The revenue generated by this tax is earned by the relevant state government where the transaction originates.
This SGST was introduced as a direct replacement for taxes such as VAT, purchase tax, and various other taxes that are now encompassed by this simplified version.
Next up is the Central Goods and Service Tax, which is levied by the central government and covers intra-state government and service transactions.
It is important to remember that CGST is levied in conjunction with SGST and UGST and the revenues are distributed between the center and the state in question.
An example of how this works would be if you were selling to another business in the same state. This would mean that it qualifies as an intra-state sale and would, therefore, attract both CGST and SGST on the transaction.
Integrated Goods and Service Tax encompasses the tax levied on service transactions and inter-state goods, but it also applies to both imports and exports too.

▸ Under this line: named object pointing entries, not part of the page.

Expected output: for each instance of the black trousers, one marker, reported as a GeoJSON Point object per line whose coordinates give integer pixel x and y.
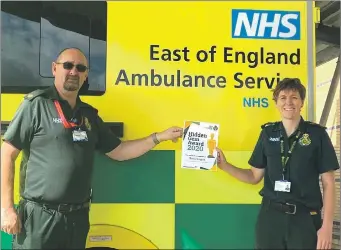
{"type": "Point", "coordinates": [44, 228]}
{"type": "Point", "coordinates": [276, 229]}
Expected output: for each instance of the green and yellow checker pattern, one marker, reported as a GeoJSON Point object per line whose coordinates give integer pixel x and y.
{"type": "Point", "coordinates": [167, 207]}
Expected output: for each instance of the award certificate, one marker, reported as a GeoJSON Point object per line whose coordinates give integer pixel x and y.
{"type": "Point", "coordinates": [198, 146]}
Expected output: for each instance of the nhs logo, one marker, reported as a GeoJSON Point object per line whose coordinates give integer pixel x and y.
{"type": "Point", "coordinates": [266, 24]}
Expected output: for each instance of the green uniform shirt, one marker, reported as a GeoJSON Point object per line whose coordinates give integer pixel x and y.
{"type": "Point", "coordinates": [313, 155]}
{"type": "Point", "coordinates": [54, 168]}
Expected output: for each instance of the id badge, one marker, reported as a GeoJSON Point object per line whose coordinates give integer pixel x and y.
{"type": "Point", "coordinates": [282, 186]}
{"type": "Point", "coordinates": [79, 135]}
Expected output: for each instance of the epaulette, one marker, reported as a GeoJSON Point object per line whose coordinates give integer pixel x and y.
{"type": "Point", "coordinates": [269, 124]}
{"type": "Point", "coordinates": [315, 124]}
{"type": "Point", "coordinates": [33, 94]}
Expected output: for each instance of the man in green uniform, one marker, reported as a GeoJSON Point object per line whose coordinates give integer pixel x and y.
{"type": "Point", "coordinates": [58, 135]}
{"type": "Point", "coordinates": [291, 155]}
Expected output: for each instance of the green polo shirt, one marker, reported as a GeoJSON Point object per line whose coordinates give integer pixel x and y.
{"type": "Point", "coordinates": [55, 168]}
{"type": "Point", "coordinates": [313, 155]}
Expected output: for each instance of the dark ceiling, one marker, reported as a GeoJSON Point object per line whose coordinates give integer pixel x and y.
{"type": "Point", "coordinates": [328, 31]}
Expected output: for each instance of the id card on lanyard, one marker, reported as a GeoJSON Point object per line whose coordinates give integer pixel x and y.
{"type": "Point", "coordinates": [77, 135]}
{"type": "Point", "coordinates": [285, 185]}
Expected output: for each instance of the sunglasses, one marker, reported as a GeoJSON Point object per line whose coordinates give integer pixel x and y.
{"type": "Point", "coordinates": [70, 65]}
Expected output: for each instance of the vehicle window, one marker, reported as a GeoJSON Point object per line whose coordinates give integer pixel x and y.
{"type": "Point", "coordinates": [33, 33]}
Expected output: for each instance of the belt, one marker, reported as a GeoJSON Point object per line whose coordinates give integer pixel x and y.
{"type": "Point", "coordinates": [62, 208]}
{"type": "Point", "coordinates": [289, 208]}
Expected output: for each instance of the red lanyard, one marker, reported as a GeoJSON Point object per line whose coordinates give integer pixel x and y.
{"type": "Point", "coordinates": [62, 117]}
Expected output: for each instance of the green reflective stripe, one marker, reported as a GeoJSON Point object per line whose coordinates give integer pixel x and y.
{"type": "Point", "coordinates": [222, 226]}
{"type": "Point", "coordinates": [147, 179]}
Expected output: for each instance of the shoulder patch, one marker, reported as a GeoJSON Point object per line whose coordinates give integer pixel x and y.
{"type": "Point", "coordinates": [268, 124]}
{"type": "Point", "coordinates": [315, 124]}
{"type": "Point", "coordinates": [34, 94]}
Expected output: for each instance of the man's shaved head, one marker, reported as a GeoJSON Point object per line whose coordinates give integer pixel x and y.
{"type": "Point", "coordinates": [71, 48]}
{"type": "Point", "coordinates": [70, 69]}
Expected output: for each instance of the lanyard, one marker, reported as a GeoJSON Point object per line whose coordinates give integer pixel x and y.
{"type": "Point", "coordinates": [62, 117]}
{"type": "Point", "coordinates": [284, 158]}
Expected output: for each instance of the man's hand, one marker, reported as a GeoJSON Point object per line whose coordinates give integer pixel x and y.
{"type": "Point", "coordinates": [324, 238]}
{"type": "Point", "coordinates": [10, 221]}
{"type": "Point", "coordinates": [220, 158]}
{"type": "Point", "coordinates": [172, 133]}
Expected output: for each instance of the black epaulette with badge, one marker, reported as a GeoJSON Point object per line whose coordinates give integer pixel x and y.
{"type": "Point", "coordinates": [309, 123]}
{"type": "Point", "coordinates": [270, 125]}
{"type": "Point", "coordinates": [34, 94]}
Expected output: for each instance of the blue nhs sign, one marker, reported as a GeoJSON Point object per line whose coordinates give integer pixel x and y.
{"type": "Point", "coordinates": [266, 24]}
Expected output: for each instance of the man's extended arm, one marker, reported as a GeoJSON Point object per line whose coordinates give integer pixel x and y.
{"type": "Point", "coordinates": [10, 222]}
{"type": "Point", "coordinates": [135, 148]}
{"type": "Point", "coordinates": [8, 157]}
{"type": "Point", "coordinates": [325, 234]}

These IGST taxes are shared by the state and the center, but the SGST aspect of the tax will be distributed to the appropriate state where the goods and services were actually consumed.
It is a useful aspect of the GST system as it enables you to be able to claim input tax credit because it is a facility that is designed to check cascading tax, which should be more tax-efficient throughout the supply chain process.
Union Territory Goods and Service Tax is a levy imposed on any transaction completed in the union territories of India.
There is a list of these territories to refer to if you are in any doubt, but you should also be aware that this tax operates under the same rules structure exactly as SGST.
The underlying essence of the GST structure is to promote the unification of a tax system that applies across the whole of India and supersedes all of the previous state and central indirect laws that existed previously.
It is intended to make it easier for business owners to understand and has also had the impact of increasing compliance at the same time.
GST should, in theory, make it easier to do business with anyone regardless of where they are in the country.